After meshing with the Entity pipeline, you can auto-generate a Palace JSON config:

from palacetoolkit.simulation import generate_palace_config_from_entities

config = generate_palace_config_from_entities(
    entity_defs=[
        {"name": "conductor",  "boundary_type": "pec"},
        {"name": "dielectric", "boundary_type": "dielectric", "eps_r": 2.1},
        {"name": "port_in",    "boundary_type": "lumped_port", "R": 50, "Direction": "+Z"},
    ],
    pg_map=pg_map,          # dict mapping physical group names → tags
    mesh_file="model.msh",
    output_file="config.json",
    freq_min=1.0,
    freq_max=10.0,
    freq_step=0.5,
)

Boundary types#

Type

Description

Extra keys

"pec"

Perfect electric conductor surface.

"dielectric"

Volumetric material.

eps_r, mu_r, loss_tan

"lumped_port"

Lumped port excitation.

R, Direction, Excitation

"waveport"

Wave port excitation.

Mode, Excitation

Surfaces present in the mesh but not listed in entity_defs are automatically treated as absorbing boundary conditions.

Solver types#

Palace supports several solver types, selected in the config JSON:

  • Driven — frequency-domain sweep (S-parameters, impedance).

  • Eigenmode — resonant frequencies, Q-factors, and field patterns.

  • Transient — time-domain simulation of pulse propagation.

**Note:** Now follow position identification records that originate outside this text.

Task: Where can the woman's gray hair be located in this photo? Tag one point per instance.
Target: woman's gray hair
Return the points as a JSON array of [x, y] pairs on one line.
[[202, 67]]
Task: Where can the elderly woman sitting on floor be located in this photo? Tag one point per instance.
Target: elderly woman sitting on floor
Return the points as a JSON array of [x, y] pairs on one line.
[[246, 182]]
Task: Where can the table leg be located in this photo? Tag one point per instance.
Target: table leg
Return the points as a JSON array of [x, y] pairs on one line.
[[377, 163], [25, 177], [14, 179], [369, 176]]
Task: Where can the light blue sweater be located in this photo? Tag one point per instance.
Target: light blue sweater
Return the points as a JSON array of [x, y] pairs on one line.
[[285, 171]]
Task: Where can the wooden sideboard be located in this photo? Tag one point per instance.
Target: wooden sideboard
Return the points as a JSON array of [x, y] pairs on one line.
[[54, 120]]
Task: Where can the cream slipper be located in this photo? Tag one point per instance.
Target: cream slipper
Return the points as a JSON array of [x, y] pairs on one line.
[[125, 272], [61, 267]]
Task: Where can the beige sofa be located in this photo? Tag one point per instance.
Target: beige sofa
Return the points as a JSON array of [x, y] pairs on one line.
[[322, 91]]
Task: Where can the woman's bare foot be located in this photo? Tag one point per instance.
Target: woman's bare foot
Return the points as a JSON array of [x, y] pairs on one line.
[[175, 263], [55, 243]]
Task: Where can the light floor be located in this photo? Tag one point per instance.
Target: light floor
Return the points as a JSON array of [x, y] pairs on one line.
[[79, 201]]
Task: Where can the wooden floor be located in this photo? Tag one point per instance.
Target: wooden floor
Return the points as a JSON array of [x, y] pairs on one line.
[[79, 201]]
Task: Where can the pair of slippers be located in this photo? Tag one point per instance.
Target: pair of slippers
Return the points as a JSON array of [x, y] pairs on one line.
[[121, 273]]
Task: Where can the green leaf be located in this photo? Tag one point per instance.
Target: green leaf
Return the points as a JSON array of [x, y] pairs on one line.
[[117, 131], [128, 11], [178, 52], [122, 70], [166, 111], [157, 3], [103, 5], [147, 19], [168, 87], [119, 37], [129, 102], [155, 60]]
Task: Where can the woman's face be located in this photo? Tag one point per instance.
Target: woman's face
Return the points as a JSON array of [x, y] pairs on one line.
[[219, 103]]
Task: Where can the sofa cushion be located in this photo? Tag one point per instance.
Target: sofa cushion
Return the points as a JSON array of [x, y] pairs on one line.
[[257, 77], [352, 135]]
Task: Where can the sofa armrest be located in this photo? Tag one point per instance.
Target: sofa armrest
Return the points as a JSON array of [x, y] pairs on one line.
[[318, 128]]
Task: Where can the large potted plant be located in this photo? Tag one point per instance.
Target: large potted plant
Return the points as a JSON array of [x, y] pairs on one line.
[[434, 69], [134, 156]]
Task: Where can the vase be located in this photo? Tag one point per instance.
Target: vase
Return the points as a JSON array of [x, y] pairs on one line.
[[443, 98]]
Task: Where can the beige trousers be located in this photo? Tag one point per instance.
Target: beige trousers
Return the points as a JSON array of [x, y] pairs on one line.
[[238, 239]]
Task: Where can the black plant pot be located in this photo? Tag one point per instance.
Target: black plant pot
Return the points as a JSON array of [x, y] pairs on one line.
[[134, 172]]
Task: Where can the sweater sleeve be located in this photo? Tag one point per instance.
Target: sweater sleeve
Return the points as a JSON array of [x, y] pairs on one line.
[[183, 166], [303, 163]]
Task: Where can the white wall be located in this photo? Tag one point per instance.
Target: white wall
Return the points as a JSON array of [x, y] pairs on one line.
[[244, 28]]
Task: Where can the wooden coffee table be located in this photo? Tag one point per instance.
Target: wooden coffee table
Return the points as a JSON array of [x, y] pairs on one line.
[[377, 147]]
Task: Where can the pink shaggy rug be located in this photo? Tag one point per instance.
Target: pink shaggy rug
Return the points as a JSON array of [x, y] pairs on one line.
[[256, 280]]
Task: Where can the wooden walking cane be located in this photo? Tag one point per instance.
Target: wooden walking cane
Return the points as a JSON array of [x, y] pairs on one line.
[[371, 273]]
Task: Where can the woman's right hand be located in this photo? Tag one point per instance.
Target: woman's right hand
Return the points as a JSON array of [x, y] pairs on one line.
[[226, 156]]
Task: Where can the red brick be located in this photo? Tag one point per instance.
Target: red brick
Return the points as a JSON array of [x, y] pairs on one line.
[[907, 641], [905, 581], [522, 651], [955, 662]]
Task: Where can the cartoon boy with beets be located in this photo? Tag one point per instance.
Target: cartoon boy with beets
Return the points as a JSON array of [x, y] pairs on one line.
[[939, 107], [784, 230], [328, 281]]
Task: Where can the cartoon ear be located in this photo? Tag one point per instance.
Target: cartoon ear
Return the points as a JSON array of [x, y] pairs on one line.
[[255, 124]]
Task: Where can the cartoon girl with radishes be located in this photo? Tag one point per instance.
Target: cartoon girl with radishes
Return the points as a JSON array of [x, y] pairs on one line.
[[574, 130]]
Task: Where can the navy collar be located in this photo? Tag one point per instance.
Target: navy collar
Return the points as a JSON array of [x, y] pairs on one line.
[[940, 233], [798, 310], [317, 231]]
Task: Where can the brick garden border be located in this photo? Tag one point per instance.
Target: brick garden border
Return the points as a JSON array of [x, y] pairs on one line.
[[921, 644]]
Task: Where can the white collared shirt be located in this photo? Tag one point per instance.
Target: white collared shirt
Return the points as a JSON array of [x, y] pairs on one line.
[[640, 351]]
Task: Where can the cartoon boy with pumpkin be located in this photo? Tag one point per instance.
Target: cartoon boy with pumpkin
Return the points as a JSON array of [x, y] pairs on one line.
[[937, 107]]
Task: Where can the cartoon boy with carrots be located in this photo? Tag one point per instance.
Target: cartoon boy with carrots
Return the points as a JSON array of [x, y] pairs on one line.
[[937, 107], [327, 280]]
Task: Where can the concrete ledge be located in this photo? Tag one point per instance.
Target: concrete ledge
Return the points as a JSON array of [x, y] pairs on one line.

  • Electrostatic / Magnetostatic — static field solutions.

Config structure#

A typical Palace JSON config has these top-level keys:

{
  "Problem": { "Type": "Driven" },
  "Model": { "Mesh": "model.msh", "L0": 1e-3 },
  "Domains": { "Materials": [] },
  "Boundaries": { "PEC": {}, "LumpedPort": [], "Absorbing": {} },
  "Solver": { "Driven": { "MinFreq": 1.0, "MaxFreq": 10.0, "FreqStep": 0.5 } }
}

Refer to the Palace documentation for the full specification.